Ask Wendy

How Does #metoo Apply to Me?

Friday, February 9, 2018
Hey Wendy,

#metoo is really hot right now. I don’t think it’s ever happened to me. Am I being oblivious? Am I too unattractive to be sexually harassed? Men have been inappropriate, sure, but I don’t think that’s assault. Am I missing something?

Stephanie T, Chico, CA

Hey Stephanie,

Like any large movement, there’s a million different voices to and definitions of what #metoo means. Whatever it means to you personally (or not), I’m thinking you can count yourself lucky to feel like a bystander on this one.

I’m grateful that this campaign has opened the padlocked doors barricading the silence of so many women who have experienced sexual harassment and assault.

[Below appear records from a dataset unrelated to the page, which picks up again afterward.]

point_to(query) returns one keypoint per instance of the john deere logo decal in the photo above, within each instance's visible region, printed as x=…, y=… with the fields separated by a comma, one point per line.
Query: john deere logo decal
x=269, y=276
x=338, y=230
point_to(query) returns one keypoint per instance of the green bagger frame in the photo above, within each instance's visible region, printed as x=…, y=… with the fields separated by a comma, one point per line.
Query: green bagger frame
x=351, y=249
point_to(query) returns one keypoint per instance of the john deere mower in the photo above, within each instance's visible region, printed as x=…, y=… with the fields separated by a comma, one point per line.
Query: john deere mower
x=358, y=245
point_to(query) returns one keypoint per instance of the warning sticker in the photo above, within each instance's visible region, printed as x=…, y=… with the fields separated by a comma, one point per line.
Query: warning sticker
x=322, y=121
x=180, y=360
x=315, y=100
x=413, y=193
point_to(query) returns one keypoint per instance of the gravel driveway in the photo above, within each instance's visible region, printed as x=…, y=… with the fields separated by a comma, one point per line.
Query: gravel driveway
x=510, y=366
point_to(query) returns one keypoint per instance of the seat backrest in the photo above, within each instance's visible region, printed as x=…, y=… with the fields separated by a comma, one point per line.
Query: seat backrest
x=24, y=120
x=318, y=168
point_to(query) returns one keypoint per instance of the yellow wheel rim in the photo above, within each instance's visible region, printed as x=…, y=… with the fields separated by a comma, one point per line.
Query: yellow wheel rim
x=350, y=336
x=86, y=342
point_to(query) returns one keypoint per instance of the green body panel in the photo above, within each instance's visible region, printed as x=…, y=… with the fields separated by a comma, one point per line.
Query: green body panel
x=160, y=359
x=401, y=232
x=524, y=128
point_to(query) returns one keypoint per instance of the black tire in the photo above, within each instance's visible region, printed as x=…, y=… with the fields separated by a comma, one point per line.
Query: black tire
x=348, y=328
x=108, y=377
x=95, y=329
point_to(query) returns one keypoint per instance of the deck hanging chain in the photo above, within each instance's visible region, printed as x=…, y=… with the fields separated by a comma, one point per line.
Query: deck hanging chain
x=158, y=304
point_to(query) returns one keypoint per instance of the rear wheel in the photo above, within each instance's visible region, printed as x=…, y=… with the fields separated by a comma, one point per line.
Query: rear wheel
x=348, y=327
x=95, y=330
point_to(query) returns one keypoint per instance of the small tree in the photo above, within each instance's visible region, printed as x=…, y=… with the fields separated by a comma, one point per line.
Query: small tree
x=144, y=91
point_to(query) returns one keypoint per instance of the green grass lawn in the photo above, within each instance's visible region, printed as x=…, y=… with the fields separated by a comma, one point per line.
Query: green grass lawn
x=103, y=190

They’re telling stories that have never been spoken aloud before, and that’s where healing begins.

Releasing the shame, blame, and embarrassment that’s entangled in sexual misconduct and assault—unhooking an assailant(s) from her body emotionally—is powerful stuff. However, if you don’t feel like it’s ever happened to you, that’s a good thing! FOMO is not called for here. And not getting harassed has nothing to do with your attractiveness. Harassment is much more about power and manipulation than about attraction.

So, since you’re not personally impacted, you can be a good human and be an ally. Recognize and respect others’ stories and experiences. Stand with them, hear them, tell them you see them and that you’re sorry for that terrible thing (or many things) that happened to them. Encourage them to find positive ways to release the pain from their bodies and minds and hearts so they don’t have to continue to carry that weight. Keep standing with your sisters (and brothers) as they find their voice, call people out on their bullshit, and leave it behind.

Sexual harassment and assault isn’t something anyone should tolerate (duh, right?), but—sadly and infuriatingly—it’s something that will likely always be a part of society’s landscape in some form. But I’m hoping that this movement is a wake-up call for harassers and victims alike and that we’ll see a lot less of it because of #metoo. That young women today will twist their faces in shock, horror, and disbelief over what those of us older generations have seen, heard, and experienced, both in our personal lives and in the workplace. And I hope it will inspire teaching opportunities on how to speak up, set boundaries in the moment as best we can, and help others out when we see injustices happening. Most importantly, I hope that #metoo makes people more likely to actually believe the women who come forward (it’s baffling to me that there’s a world of people out there who don’t believe these women who are speaking up—wtf?)

It’s important to recognize what the root cause of this massive problem is. It’s a cultural problem – we teach boys not to cry, we value women for their bodies, not their minds, all of our movies glorify stalker behavior instead of true romance, and let’s not forget generations of rape culture. You don’t think rape culture is real? Just watch any rated R comedy from the 70’s and 80’s – you’ll be rattled. These are nasty, old habits we need to kick in order to combat harassment and assault.

Finally, as all of us women are emboldened and empowered by #metoo, let’s not lose site of one key thing: Men as a gender are not the enemy here. They are our great allies and fierce protectors, not our adversaries and predators. Let’s rise together, strong and victorious.